Слава негромко урчит в ответ. Как хорошо, что мама позвонила в то странное агентство — и что приехала именно она.
Мама возвращается около девяти и даже не ругается, что Лара еще не переоделась в пижаму и не почистила зубы.
— Спасибо, что посидели с ней! Очень тяжело было?
— Нет, что вы. — Слава надевает пальто. — Замечательная девочка.
У Лары теплеют щеки: сколько раз делали замечания из-за кривого почерка и плохих манер! И, обнимая Славу на прощание, она бормочет:
— Ты лучшая няня.
— Надеюсь, больше тебе не понадобятся няни, — шепотом отвечает Слава.
Сейчас мама не будет слушать: она устала, а Ларе пора спать. Зато завтра, в субботу… Завтра они поговорят, и Лара докажет, что уже не ребенок.
Может, Слава и правда станет ее последней няней.
Интересные чаепития
— Здравствуйте, агентство «Хтонь в пальто» слушает.
— Здравствуйте!
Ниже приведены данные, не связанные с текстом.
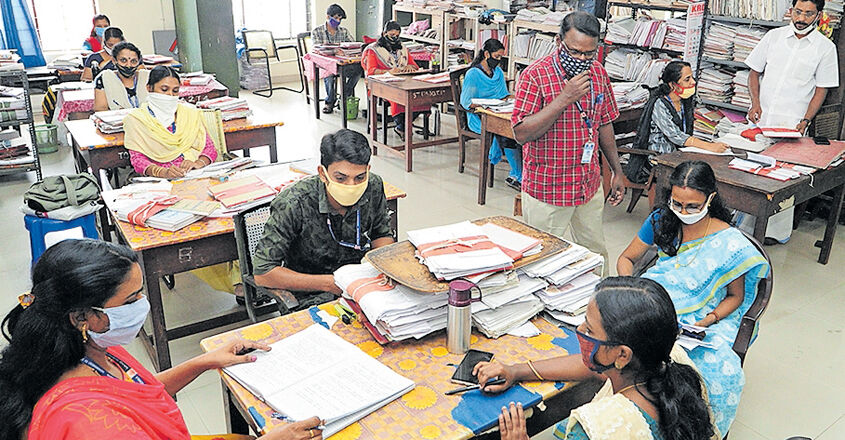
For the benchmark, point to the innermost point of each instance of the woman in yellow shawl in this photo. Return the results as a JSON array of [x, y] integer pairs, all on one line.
[[166, 138]]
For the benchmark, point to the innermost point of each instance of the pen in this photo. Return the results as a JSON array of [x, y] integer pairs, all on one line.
[[475, 387]]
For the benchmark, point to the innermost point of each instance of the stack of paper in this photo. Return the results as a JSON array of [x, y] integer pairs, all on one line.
[[397, 312], [230, 108], [110, 121], [458, 250]]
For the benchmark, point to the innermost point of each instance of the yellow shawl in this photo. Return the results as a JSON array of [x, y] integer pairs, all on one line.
[[147, 136]]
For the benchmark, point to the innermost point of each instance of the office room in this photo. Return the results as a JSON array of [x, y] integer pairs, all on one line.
[[422, 219]]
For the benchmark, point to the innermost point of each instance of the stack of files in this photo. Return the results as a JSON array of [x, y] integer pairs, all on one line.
[[458, 250], [397, 312], [110, 121], [230, 108], [317, 373]]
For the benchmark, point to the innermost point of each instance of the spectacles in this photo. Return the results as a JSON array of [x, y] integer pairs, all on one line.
[[577, 53], [357, 245]]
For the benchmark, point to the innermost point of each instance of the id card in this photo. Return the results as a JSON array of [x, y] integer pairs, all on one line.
[[587, 156]]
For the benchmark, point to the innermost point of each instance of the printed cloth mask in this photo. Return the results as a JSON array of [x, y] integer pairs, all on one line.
[[124, 323], [126, 71], [571, 65], [589, 347], [163, 107], [690, 219], [346, 195]]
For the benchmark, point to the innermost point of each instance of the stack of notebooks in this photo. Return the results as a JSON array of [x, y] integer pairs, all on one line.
[[110, 121], [230, 108]]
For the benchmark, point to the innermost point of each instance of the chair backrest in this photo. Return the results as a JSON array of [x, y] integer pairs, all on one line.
[[259, 39], [748, 322], [456, 78], [249, 228]]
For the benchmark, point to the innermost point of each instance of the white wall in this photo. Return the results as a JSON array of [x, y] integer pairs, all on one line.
[[138, 18]]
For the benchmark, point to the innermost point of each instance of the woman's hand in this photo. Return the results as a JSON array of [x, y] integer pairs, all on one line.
[[485, 371], [302, 430], [512, 423], [228, 354]]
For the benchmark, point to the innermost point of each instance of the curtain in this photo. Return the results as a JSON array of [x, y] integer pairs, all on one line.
[[19, 32]]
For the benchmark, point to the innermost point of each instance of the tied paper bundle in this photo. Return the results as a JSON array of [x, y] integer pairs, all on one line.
[[396, 311]]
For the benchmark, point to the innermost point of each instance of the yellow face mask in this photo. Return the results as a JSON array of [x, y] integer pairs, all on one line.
[[346, 195]]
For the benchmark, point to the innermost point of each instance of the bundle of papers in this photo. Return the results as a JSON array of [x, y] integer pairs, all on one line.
[[230, 108], [110, 121], [397, 312]]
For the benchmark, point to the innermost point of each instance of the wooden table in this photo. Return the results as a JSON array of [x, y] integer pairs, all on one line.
[[410, 93], [425, 412], [762, 196], [204, 243], [342, 66], [491, 124]]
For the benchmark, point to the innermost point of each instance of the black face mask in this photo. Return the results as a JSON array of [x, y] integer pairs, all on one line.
[[126, 71]]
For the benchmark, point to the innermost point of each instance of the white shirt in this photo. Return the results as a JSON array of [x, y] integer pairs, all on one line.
[[792, 69]]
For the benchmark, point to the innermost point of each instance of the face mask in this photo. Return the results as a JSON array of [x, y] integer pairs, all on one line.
[[571, 65], [690, 219], [685, 92], [126, 71], [124, 323], [346, 195], [589, 347]]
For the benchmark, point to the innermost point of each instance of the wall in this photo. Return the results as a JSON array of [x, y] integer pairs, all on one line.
[[138, 18]]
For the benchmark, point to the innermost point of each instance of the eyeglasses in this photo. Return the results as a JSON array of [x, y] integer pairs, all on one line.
[[577, 53], [357, 245]]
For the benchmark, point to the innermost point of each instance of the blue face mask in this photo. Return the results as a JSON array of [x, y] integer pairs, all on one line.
[[124, 323]]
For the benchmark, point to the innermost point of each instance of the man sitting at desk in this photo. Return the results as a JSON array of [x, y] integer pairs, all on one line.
[[324, 222]]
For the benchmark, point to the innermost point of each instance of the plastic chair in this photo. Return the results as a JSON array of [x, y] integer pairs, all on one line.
[[45, 232], [260, 45]]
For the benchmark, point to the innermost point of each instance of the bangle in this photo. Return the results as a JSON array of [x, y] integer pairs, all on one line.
[[531, 366]]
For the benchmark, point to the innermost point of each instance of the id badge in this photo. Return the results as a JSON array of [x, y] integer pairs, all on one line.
[[587, 156]]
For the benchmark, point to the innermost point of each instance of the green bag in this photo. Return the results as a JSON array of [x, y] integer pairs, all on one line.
[[56, 192]]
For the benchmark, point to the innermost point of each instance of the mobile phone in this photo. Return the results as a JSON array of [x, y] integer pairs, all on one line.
[[463, 374]]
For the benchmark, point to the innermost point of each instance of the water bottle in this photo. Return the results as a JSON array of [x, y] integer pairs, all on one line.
[[459, 316]]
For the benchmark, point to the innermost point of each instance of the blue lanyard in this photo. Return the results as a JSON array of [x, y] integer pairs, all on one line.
[[102, 371]]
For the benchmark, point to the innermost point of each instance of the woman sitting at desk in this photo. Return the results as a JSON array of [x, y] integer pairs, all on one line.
[[118, 89], [388, 55], [486, 80], [65, 374], [102, 60], [166, 138], [666, 123], [651, 389], [710, 270]]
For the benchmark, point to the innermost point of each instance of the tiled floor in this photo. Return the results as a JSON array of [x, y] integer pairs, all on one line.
[[794, 379]]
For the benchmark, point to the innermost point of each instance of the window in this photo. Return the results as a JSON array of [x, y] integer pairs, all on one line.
[[63, 25], [284, 18]]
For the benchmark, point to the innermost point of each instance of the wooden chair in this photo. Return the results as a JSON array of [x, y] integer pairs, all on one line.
[[749, 321]]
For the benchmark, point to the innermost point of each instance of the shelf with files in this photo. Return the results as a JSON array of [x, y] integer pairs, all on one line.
[[26, 165]]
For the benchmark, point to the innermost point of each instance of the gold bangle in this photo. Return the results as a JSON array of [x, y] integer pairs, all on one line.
[[531, 366]]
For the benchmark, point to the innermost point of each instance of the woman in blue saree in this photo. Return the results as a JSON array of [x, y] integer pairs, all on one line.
[[711, 272]]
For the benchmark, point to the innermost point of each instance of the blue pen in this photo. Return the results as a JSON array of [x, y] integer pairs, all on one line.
[[259, 419]]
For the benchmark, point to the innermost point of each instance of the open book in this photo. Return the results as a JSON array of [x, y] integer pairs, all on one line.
[[317, 373]]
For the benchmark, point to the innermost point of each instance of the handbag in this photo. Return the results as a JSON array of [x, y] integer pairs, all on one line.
[[61, 191]]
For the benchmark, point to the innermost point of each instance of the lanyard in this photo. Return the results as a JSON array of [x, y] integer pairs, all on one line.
[[102, 371]]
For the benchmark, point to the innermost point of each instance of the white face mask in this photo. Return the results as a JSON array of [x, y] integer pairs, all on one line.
[[163, 107], [124, 323]]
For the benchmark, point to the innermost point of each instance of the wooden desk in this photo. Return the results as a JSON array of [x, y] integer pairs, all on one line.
[[424, 412], [762, 196], [342, 66], [491, 124], [204, 243], [409, 93]]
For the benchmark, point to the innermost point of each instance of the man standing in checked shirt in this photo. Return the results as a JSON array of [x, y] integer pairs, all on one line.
[[562, 115]]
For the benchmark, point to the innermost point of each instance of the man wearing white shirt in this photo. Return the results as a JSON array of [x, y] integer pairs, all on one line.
[[798, 64]]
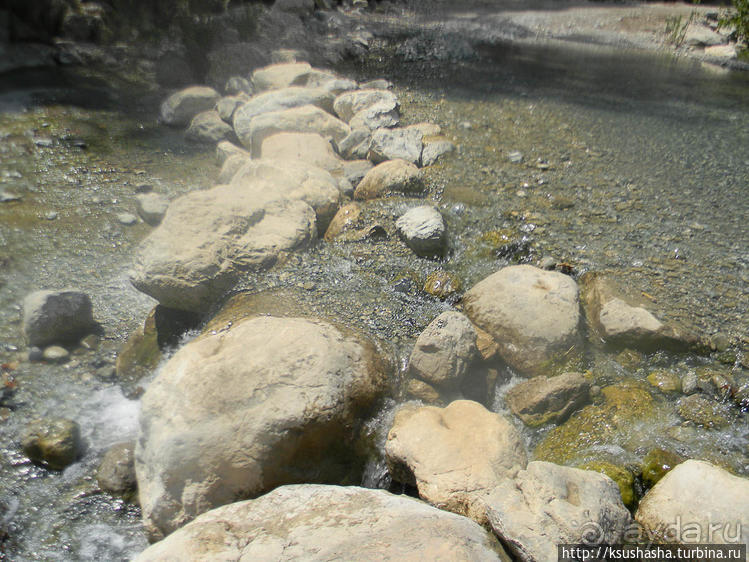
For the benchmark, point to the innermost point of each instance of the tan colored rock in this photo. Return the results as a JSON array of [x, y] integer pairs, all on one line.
[[543, 400], [455, 456], [232, 415], [312, 522], [532, 314], [389, 177], [696, 502]]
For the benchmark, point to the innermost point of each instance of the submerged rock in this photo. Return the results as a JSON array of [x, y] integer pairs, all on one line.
[[455, 456], [697, 502], [543, 400], [532, 314], [313, 522], [56, 316], [219, 424], [52, 442], [179, 108], [547, 504]]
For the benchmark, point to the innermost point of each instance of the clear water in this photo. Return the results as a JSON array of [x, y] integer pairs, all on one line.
[[652, 154]]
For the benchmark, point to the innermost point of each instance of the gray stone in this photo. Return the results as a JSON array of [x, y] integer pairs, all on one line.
[[532, 314], [179, 108], [547, 505], [444, 351], [313, 522], [219, 424], [116, 472], [276, 76], [56, 316], [389, 177], [52, 442], [390, 144], [151, 207], [304, 119], [455, 456], [424, 231], [696, 502], [208, 127], [543, 400]]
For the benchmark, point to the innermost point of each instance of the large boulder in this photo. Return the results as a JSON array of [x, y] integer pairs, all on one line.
[[543, 400], [532, 314], [304, 119], [278, 100], [209, 239], [350, 103], [313, 522], [179, 108], [696, 502], [444, 351], [276, 76], [548, 504], [454, 456], [388, 177], [56, 316], [291, 179], [236, 413], [389, 144]]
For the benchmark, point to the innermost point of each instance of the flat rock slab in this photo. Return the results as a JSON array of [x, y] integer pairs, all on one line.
[[532, 314], [313, 522], [455, 456], [548, 504], [696, 502], [219, 424]]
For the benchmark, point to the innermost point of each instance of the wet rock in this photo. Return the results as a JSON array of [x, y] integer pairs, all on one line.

Ваша хтонь может выпить с нами чаю?
— Конечно. В ближайшее время? Или вы хотите сделать предварительный заказ?
— Чем раньше, тем лучше!
— Тогда диктуйте адрес: доберемся так быстро, как сможем.
— Слушай, мне это не нравится.
Новенькой надо практиковаться, поэтому на заказ отправляется Тори, а Лютый остается в агентстве. Ничего сложного, простое чаепитие, но интуиция почему-то воет: «Нельзя, опасно!»
— Завидуешь, что она поехала вместо тебя? — усмехается Санна. Лютый мотает головой:
— Нет, я серьезно. Там район с заброшками. Кто будет пить чай в заброшке?
Санна пожимает плечами:
— Заказчик предупредил, что место необычное. Для антуража.
— И все-таки… — Лютый, побарабанив пальцами по столу, встает. — Считай меня параноиком, можешь за прогул штрафануть, но я поеду с ней.
Никогда не бунтовал, и сердце колотится: вдруг немедленно уволят? Но Санна хмурится: всё, мол, так серьезно? Не было бы серьезно — сидел бы на месте.
— Ну поезжай. И… отпишись, что все нормально, ладно?
Кивнув, Лютый накидывает пальто и выбегает из агентства, на ходу обматываясь шарфом. Вот что еще странно: в такую погоду пить чай в дырявой заброшке! Не разгар зимы, конечно, но приятного мало. Для антуража? Ну-ну.
Тори ушла минут пять назад. Еще успевает поймать у метро.
— Не дуйся, пожалуйста.
Тори бросает колючий взгляд и демонстративно отодвигается к краю сиденья вместе с сумкой. Хотя бы не уходит в другую часть вагона!
Когда Лютый догнал ее на эскалаторе и бросил: «Поеду с тобой», она пробормотала что-то вроде: «Так и думала», — и поджала губы. Наверняка решила, что ей не доверяют: вдруг новичок не справится?
Попытка объяснить не увенчалась успехом, и Лютый чувствует себя дураком и параноиком. Однако интуиция по мелочам не орет: в прошлый раз, например, уберегла от взрыва газа.
— Послушай… — Вздохнув, Лютый разматывает шарф. — Я не надзиратель, честное слово. И не сомневаюсь, что ты справишься. Просто заказ реально подозрительный!
Тори поводит плечом: мол, кому подозрительный, а кому нет. А вдруг она права? Подумаешь, заброшка! Кто запретит пить чай в заброшке? Может, там ролевка…
«…для которой нужна самая настоящая хтонь, ни в коем случае не игрок, прикидывающийся хтонью», — хмыкает Лютый. И потирает лоб:
— Ладно, смотри. Зайдем вместе, я оценю обстановку и, если все нормально, уйду. Хорошо?